L'ansia: un fattore spesso sottovalutato

Quando uno pneumologo prescrive una terapia con ossigeno liquido per la cura della BPCO spesso e volentieri si focalizza unicamente sulla patologia, sottovalutando tutti gli aspetti legati alla vita a domicilio. Il paziente che usa le bombole di ossigeno liquido e lo stroller portatile si sente spesso "soffocato" da una terapia che ha come epicentro la bombola: il paziente si rende conto di essere indissolubilmente legato alla bombola, di dipendere da essa.
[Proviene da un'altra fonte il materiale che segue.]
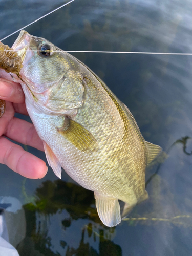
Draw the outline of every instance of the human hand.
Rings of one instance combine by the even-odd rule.
[[[42,178],[48,170],[46,163],[6,138],[44,151],[33,124],[14,116],[15,112],[28,115],[20,84],[0,78],[0,99],[6,101],[0,118],[0,163],[26,178]]]

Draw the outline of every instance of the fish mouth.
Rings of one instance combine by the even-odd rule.
[[[25,30],[21,30],[18,37],[13,44],[12,48],[17,52],[17,54],[22,58],[22,62],[25,58],[26,50],[30,49],[30,44],[32,36]]]

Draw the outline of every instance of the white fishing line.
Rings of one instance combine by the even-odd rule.
[[[0,40],[0,41],[3,41],[3,40],[5,40],[5,39],[6,38],[8,38],[8,37],[9,37],[10,36],[11,36],[11,35],[14,35],[14,34],[15,34],[16,33],[17,33],[17,32],[19,32],[19,31],[20,31],[20,30],[22,30],[22,29],[25,29],[26,28],[27,28],[27,27],[28,27],[29,26],[30,26],[32,24],[33,24],[33,23],[35,23],[35,22],[38,22],[38,20],[39,20],[40,19],[41,19],[41,18],[45,18],[45,17],[46,17],[46,16],[48,16],[49,15],[49,14],[51,14],[51,13],[53,13],[53,12],[55,12],[56,11],[57,11],[57,10],[58,10],[60,8],[61,8],[62,7],[63,7],[63,6],[65,6],[66,5],[68,5],[69,4],[70,4],[70,3],[71,3],[72,2],[73,2],[75,0],[70,0],[70,1],[69,1],[67,3],[66,3],[65,4],[64,4],[63,5],[61,5],[61,6],[59,6],[59,7],[58,7],[56,9],[55,9],[55,10],[53,10],[53,11],[51,11],[51,12],[49,12],[49,13],[47,13],[47,14],[45,14],[45,15],[44,16],[42,16],[42,17],[40,17],[40,18],[38,18],[37,19],[35,19],[35,20],[34,20],[34,22],[31,22],[31,23],[29,23],[29,24],[28,24],[26,26],[25,26],[24,27],[23,27],[23,28],[18,29],[18,30],[16,30],[16,31],[15,31],[13,33],[12,33],[11,34],[10,34],[10,35],[6,36],[5,37],[4,37],[3,38],[1,39]]]
[[[47,14],[45,14],[44,16],[42,16],[40,18],[38,18],[37,19],[36,19],[34,22],[31,22],[31,23],[29,23],[26,26],[25,26],[23,28],[18,29],[18,30],[16,30],[13,33],[12,33],[11,34],[9,34],[9,35],[6,36],[5,37],[4,37],[2,39],[0,40],[0,41],[3,41],[3,40],[5,40],[6,38],[8,38],[10,36],[14,35],[16,33],[20,31],[22,29],[24,29],[27,27],[28,27],[30,25],[31,25],[32,24],[33,24],[36,22],[38,22],[41,18],[44,18],[45,17],[46,17],[46,16],[49,15],[49,14],[51,14],[51,13],[53,13],[53,12],[55,12],[56,11],[57,11],[57,10],[59,9],[60,8],[61,8],[62,7],[63,7],[64,6],[68,5],[69,4],[70,4],[70,3],[74,1],[75,0],[70,0],[70,1],[68,2],[67,3],[66,3],[63,5],[61,5],[61,6],[59,6],[56,9],[55,9],[51,12],[49,12],[48,13],[47,13]],[[12,50],[7,50],[4,51],[5,52],[11,52]],[[42,51],[40,50],[24,50],[24,51],[19,51],[19,50],[16,50],[16,51],[13,51],[14,52],[41,52]],[[56,50],[56,51],[43,51],[44,52],[48,51],[48,52],[60,52],[61,51],[60,50]],[[63,52],[82,52],[82,53],[123,53],[123,54],[159,54],[159,55],[192,55],[192,53],[168,53],[168,52],[112,52],[112,51],[63,51]]]
[[[83,53],[127,53],[127,54],[161,54],[167,55],[192,55],[192,53],[170,53],[170,52],[111,52],[111,51],[41,51],[40,50],[6,50],[5,52],[83,52]]]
Anche le vacanze o i weekend in altri luoghi diventano un incubo, in quanto le aziende che portano l'ossigeno a domicilio richiedono un preavviso di 7-10 giorni: ogni spostamento è legato a loro, concordando orario e luoghi.
I viaggi in auto di alcune ore diventano impensabili da affrontare: se per caso si va incontro ad una coda o ad un incidente lo stroller può finire anzitempo.
A causa di tutte queste considerazioni il paziente in ossigenoterapia domiciliare decide gradualmente di uscire sempre meno vivendo la terapia come un vero e proprio "carcere", fino a decidere di non muoversi più di casa per non soffrire di quell'ansia derivante dalla paura di rimanere senza ossigeno.
Purtroppo l'ansia è un elemento che aggrava ulteriormente la patologia innescando un circolo vizioso che porta inevitabilmente al peggioramento delle condizioni in pochi mesi o anni.
Fortunatamente la tecnologia sviluppata negli ultima anni ha permesso di creare degli strumenti che liberano totalmente il paziente sia dal vincolo psicologico che logistico: i concentratori di ossigeno portatili, strumenti molto più piccoli dello stroller. in grado di produrre ossigeno al momento e senza alcuna necessità di essere ricaricati di ossigeno.
All'estero sono già una realtà mentre purtroppo in Italia sono ancora poco diffusi.